This brings me back to what I term the Adrian Wijemannes of Sri Lanka, and to words in Neville Jayaweera’s tribute: “I believe that what motivated Wijemanne was a total dedication to justice and righteousness”. This is the essence: dedication not to a group but to justice. The Wijemannes of Sri Lanka are not pro-Tamil but pro humanity; pro such concepts as equality, justice, decency and kindness. If the Sinhalese had been discriminated against; if the Sinhalese had been oppressed, the Adrian Wijemannes would fight with equal courage and self-sacrifice. One can draw a parallel with Nelson Mandela’s declaration during his trial (1964): “I have fought against white domination, and I have fought against black domination. I have cherished the ideal of a democratic and free society in which all persons will live together in harmony and with equal opportunities” (emphasis added).
The fundamental beliefs and resulting conduct of “the Adrian Wijemannes of Sri Lanka” are incomprehensible to others. Not being able to appreciate their commitment to lofty abstractions, they simply see it as being pro-Tamil.

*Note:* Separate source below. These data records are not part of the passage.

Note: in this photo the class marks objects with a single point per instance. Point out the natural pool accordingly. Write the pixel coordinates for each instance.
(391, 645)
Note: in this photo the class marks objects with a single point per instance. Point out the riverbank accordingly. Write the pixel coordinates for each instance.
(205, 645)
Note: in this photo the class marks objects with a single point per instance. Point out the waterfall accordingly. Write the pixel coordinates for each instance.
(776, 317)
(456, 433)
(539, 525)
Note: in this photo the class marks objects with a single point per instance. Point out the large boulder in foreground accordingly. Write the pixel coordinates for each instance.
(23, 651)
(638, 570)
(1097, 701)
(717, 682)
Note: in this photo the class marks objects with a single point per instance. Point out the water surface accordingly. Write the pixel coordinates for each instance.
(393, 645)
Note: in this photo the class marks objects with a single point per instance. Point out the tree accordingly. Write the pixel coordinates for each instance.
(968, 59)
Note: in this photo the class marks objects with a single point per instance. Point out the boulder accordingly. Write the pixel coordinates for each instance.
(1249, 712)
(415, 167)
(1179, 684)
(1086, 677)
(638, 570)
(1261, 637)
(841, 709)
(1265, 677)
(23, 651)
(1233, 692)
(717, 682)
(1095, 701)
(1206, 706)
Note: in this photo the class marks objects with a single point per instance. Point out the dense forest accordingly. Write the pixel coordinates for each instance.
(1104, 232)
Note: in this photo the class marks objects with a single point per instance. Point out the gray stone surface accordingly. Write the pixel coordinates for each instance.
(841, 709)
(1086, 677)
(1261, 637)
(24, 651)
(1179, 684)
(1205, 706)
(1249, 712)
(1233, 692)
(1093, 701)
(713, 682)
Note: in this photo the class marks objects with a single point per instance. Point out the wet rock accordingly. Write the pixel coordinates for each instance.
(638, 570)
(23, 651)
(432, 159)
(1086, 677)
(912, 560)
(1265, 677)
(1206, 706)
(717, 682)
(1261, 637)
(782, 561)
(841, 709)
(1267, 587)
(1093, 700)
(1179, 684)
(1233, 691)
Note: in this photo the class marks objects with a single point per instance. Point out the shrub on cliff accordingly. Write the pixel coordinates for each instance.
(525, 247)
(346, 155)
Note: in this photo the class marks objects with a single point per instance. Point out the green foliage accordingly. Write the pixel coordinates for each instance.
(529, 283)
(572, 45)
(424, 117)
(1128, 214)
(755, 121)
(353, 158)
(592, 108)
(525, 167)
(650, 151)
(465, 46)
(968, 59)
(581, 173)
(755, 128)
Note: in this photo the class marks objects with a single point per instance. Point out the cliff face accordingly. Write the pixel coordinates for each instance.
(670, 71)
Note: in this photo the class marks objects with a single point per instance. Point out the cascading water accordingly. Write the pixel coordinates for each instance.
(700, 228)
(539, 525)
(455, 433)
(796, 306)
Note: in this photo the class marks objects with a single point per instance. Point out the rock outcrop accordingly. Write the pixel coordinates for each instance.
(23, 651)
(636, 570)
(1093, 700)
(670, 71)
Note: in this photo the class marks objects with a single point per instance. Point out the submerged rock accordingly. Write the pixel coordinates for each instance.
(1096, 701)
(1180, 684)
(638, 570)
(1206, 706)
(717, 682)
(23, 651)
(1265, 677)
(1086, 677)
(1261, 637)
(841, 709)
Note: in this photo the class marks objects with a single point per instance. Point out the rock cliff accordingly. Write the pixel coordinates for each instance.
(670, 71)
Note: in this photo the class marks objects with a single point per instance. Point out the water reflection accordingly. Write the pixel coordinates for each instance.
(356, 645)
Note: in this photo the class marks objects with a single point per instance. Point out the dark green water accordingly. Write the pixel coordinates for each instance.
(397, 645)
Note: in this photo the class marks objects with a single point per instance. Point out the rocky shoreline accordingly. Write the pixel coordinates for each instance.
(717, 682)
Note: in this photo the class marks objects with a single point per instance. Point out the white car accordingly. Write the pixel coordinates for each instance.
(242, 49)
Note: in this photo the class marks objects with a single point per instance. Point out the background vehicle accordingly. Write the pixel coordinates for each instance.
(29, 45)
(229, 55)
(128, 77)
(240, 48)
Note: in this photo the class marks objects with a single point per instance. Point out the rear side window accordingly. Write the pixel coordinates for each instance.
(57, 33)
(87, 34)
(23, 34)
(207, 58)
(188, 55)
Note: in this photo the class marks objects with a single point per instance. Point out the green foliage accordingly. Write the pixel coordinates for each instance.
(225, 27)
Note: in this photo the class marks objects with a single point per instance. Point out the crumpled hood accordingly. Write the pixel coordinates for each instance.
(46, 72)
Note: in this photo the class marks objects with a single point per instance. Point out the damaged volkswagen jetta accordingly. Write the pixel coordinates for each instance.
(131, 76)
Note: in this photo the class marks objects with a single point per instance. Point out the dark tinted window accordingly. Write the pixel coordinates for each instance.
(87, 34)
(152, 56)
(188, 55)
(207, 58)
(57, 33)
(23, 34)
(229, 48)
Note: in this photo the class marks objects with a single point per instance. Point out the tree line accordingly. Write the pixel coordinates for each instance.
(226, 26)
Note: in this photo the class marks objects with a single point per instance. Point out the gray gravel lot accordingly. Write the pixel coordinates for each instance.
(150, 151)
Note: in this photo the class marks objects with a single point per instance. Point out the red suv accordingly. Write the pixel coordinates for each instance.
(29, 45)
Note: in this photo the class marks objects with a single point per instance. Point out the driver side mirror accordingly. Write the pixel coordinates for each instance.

The syllogism seems to run as follows: She (or he) is pro-Tamil. Anyone who is pro-Tamil is, ipso facto, anti-Sinhalese. Therefore, she or he is a traitor. That the Wijemannes are not pro a group but are strongly “pro” ideals of equality, decency and fair-play is beyond their comprehension. Besides, for them to accept that the Wijemannes of this world stand for justice for all irrespective of skin-colour, religion or ethnic group is to admit that they themselves are ‘racist’ and unjust.
I hope it is clear this is not about Adrian Wijemanne the individual but about Adrian Wijemannes in the plural, male and female. To label them “pro-Tamil” is to avoid, through calumny, facing fundamental political and moral issues. It is easier to damn the Adrian Wijemannes than to examine the truth about oneself. The surface manifestation may be “pro Tamil” but the struggle, at root and as ever, is for justice; for a common and equal humanity.
There are, I suggest, no “pro-Tamil” Sinhalese but only some Sinhalese who never forget that every “you” is also an “I”.